Dalam Islam kaidah atau aturan mengenai pemakaman diatur dalam syariah
yang didasarkan pada Al Quran dan Al Hadits. Beberapa hadits Nabi Muhammad Saw,
antara lain menyebutkan: Dari Jabir: “Rasulullah Saw. Telah melarang menembok kubur, duduk di atasnya, dan membuat rumah di atasnya”. (Riwayat Ahmad dan Muslim).
Hadits tersebut dengan jelas memperlihatkan bahwa dalam Islam bangunan makam
hendaknya sesederhana mungkin, sebatas ada tanda bagi tokoh yang dimakamkan.
Adapun pembuatan makam yang berlebihan merupakan hal yang mubazir dan makruh
hukumnya.
Dari sisi bangunan, makam terbagi atas tiga bagian yang saling melengkapi.
Itu terdiri dari jirat, nisan, dan cungkub. Jirat sebagai bagian dasar memiliki bentuk segi
empat dengan berbagai variasinya. Di bagian atas jirat, yakni pada bagian utara dan
selatannya terdapat nisan. Tampilan nisan berbeda-beda, dengan hiasan beraneka
ragam. Nisan sendiri dapat dibagi menjadi tiga bagian, yaitu kepala, bagian badan, dan
38 BPA-MDN No. 22/ 2009
bagian kaki. Kemudian tentang cungkub juga beraneka ragam, mulai dari yang sangat
sederhana dengan tiang di keempat sudutnya tanpa dinding sampai pada bentuk lain
yang sangat mewah.
Nisan merupakan indikator untuk melihat keanekaragaman maupun
penyebarannya. Nisan merupakan objek arkeologis yang menarik mengingat
kemampuannya untuk mempelajari beberapa aspek kehidupan masa lalu, di antaranya
adalah mengetahui gaya-gaya tertentu serta wilayah persebarannya. Adanya dua
unsur itu membuka jalan bagi upaya mengetahui lebih dalam lagi tentang
hubungan/interaksi masyarakat pendukungnya.

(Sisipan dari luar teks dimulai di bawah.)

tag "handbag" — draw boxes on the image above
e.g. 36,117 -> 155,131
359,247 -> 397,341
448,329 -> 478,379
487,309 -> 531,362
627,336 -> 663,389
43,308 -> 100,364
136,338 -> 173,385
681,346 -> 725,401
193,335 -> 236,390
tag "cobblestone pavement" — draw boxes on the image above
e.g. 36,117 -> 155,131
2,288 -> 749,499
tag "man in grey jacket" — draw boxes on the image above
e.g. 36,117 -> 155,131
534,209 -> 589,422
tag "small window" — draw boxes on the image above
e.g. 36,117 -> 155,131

Kompleks makam yang dalam hal ini dijadikan sebagai objek penelitian adalah
Kompleks Makam Raja-Raja Karang, Bukit Tempurung, Sultan Nashir, Tengku
Derahad, Raja-Raja Sungai Iyu, Tengku Ampon Raja Banta Ahmad, dan Kompleks
Makam Cina. Beberapa kompleks makam tersebut dapat digolongkan menurut status
orang yang dimakamkan, menjadi: kompleks makam raja-raja, kompleks makam
ulama, dan kompleks makam asing, dalam hal ini adalah kompleks makam orang
Tionghoa.
Secara umum, dilihat dari penataan tempatnya, kompleks makam raja-raja
sengaja dipisahkan dari tempat pemakaman umum. Batas antara makam raja-raja dan
pemakaman umum dapat berupa bangunan ataupun tembok. Nisan pada makam-
makam tersebut terbuat dari batu marmer yang dapat digolongkan ke dalam tipe Batu
Aceh. Adapun bentuk dari nisan-nisan tersebut adalah bentuk gada dan pipih dengan
beberapa modifikasi. Bentuk nisan dengan tipe Batu Aceh tersebut juga berhubungan
dengan latar sejarah politik yang terjadi pada Kerajaan Tamiang dan kaitannya dengan
Kerajaan Aceh pada masa lalu.
Pembatasan nisan tokoh/ulama yang diduga sebagai penyebar agama Islam
di wilayah Tamiang, dalam hal ini adalah makam Tengku Derahad, dan makam Sultan
Nashir, juga serupa. Nisan-nisan tersebut juga ditempatkan pada tempat khusus. Pada
makam Kompleks Makam Tengku Derahad, karena kompleks pemakaman ini masih
digunakan sampai sekarang, maka makam Tengku Derahad dibatasi dengan sebuah
tembok keliling, walaupun sebenarnya hanya bertujuan untuk menunjukkan
keberadaan makam tersebut. Pada kompleks makam Sultan Nashir, yang terletak di
39 BPA-MDN No. 22/ 2009
atas bukit, jelas sekali bahwa kompleks makam ini cukup eksklusif sehingga tidak
mengherankan bila kompleks pemakaman ini tidak lagi digunakan pada saat sekarang.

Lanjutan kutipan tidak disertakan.